In this manner, drilling vibration is minimized during drilling
with casing.
[0055] In another aspect, a layer of friction reducing material may
be disposed between the inner and outer tubular bodies 830, 840.
The friction reducing material may be disposed on the inner body
830, the outer body 840, or both. In this respect, the tubular
bodies 830, 840 may rotate relative to each other without the aid
of the ball bearings 870. However, one of ordinary skill in the art
will notice that stop collars may be required to limit the axial
movement of the outer body 840.
[0056] In another aspect, various processes are contemplated for
manufacturing a centralizer. In one embodiment, a flat piece of
stock material 720 such as metal may be hydro-formed with the
desired profile of a contact member 722 such as a blade, as
illustrated in FIG. 13. Thereafter, the flat stock material 720 is
rolled over a cylindrical mandrel, and the roll seam 723 is welded
to form a tubular shaped centralizer 725, as shown in FIG. 14.

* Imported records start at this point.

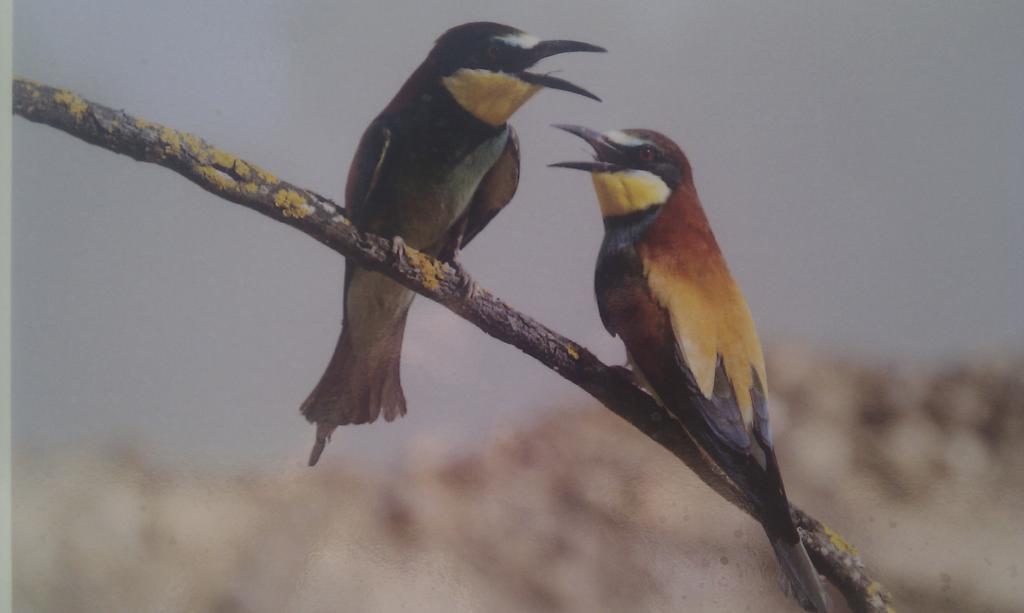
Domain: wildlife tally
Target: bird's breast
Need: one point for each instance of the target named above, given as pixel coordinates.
(441, 186)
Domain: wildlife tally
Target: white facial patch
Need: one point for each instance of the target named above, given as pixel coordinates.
(620, 137)
(489, 96)
(629, 191)
(521, 40)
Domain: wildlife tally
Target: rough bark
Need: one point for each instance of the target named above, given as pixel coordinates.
(243, 182)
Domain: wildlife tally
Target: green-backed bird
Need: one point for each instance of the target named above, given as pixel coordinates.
(433, 168)
(663, 286)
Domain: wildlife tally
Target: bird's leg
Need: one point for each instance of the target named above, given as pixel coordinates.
(627, 371)
(467, 286)
(398, 248)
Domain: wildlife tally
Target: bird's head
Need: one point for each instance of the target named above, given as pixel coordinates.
(633, 170)
(484, 67)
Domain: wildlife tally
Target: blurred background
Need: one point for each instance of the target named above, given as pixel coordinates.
(862, 168)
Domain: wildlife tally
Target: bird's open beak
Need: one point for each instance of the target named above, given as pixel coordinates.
(547, 49)
(604, 151)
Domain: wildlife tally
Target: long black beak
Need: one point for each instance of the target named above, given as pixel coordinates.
(604, 151)
(555, 83)
(547, 49)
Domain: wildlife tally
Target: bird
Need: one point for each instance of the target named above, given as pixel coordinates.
(431, 171)
(664, 288)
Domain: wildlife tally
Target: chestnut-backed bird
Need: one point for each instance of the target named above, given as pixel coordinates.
(432, 169)
(664, 288)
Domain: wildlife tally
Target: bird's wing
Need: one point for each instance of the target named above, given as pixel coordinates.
(496, 189)
(368, 166)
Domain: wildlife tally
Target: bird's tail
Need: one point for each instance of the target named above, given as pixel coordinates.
(363, 380)
(799, 578)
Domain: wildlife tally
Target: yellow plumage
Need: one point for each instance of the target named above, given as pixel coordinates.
(491, 96)
(710, 318)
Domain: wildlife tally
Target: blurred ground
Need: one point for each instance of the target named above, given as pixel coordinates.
(922, 469)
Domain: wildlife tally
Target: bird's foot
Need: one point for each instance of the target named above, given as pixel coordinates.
(628, 373)
(398, 248)
(468, 288)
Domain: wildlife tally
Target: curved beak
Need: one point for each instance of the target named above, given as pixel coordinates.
(604, 150)
(554, 83)
(547, 49)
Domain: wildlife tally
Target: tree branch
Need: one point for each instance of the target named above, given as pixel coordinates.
(243, 182)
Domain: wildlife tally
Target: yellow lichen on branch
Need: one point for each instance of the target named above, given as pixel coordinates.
(839, 542)
(292, 204)
(429, 268)
(216, 178)
(76, 105)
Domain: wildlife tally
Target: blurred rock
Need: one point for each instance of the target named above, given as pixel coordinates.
(921, 469)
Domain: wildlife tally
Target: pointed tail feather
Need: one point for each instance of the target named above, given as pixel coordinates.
(364, 380)
(799, 577)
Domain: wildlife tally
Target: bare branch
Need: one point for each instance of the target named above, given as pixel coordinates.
(231, 178)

Other manufacturing processes such as foundry casting, hot
stamping, forging, cold-work stamping, or combinations thereof may
also be used to produce the centralizer. A liner may be disposed on
the interior surface or exterior surface of the centralizer
725.
[0057] In another embodiment, a centralizer may be manufactured by
hydro-forming a tubular sleeve 901. FIGS. 10 and 11 show an
embodiment of an apparatus 900 suitable for producing a centralizer
using the hydro-forming process. The apparatus 900 includes a
tubular housing 905, an upper cover member 911, and a lower cover
member 912, which are adapted to seal off the housing 905, thereby
defining a pressure chamber 910 inside the housing. Each of the
upper and lower cover members 911, 912 are adapted to receive an
injector cap 921, 922, respectively. In this respect, fluid
pressure may be supplied to the pressure chamber 910 through one or
both of the injector caps 921, 922.
[0058] The pressure chamber 910 is adapted to retain a core
assembly 930 for forming the centralizer. In one embodiment, the
core assembly 930 is coupled to the upper injector cap 921 using a
hanger 915. The core assembly 930 comprises a mandrel 931 inserted
through a collapsible core 935. A retainer 932, 933 is coupled to
each end of the core 935 and the mandrel 931. In one embodiment,
each of the retainers 932 933 is threadedly connected to the
mandrel 931. The tubular sleeve 901 may be placed over the
collapsible core 935 and partially overlapping a portion of each of
the retainers 932, 933. Preferably, a sealing member 936, 937 such
as an o-ring is disposed between the tubular sleeve 901 and the
retainers 932, 933, thereby preventing fluid from entering into the
tubular sleeve 901.
[0059] An embodiment of the collapsible core 935 is shown in FIG.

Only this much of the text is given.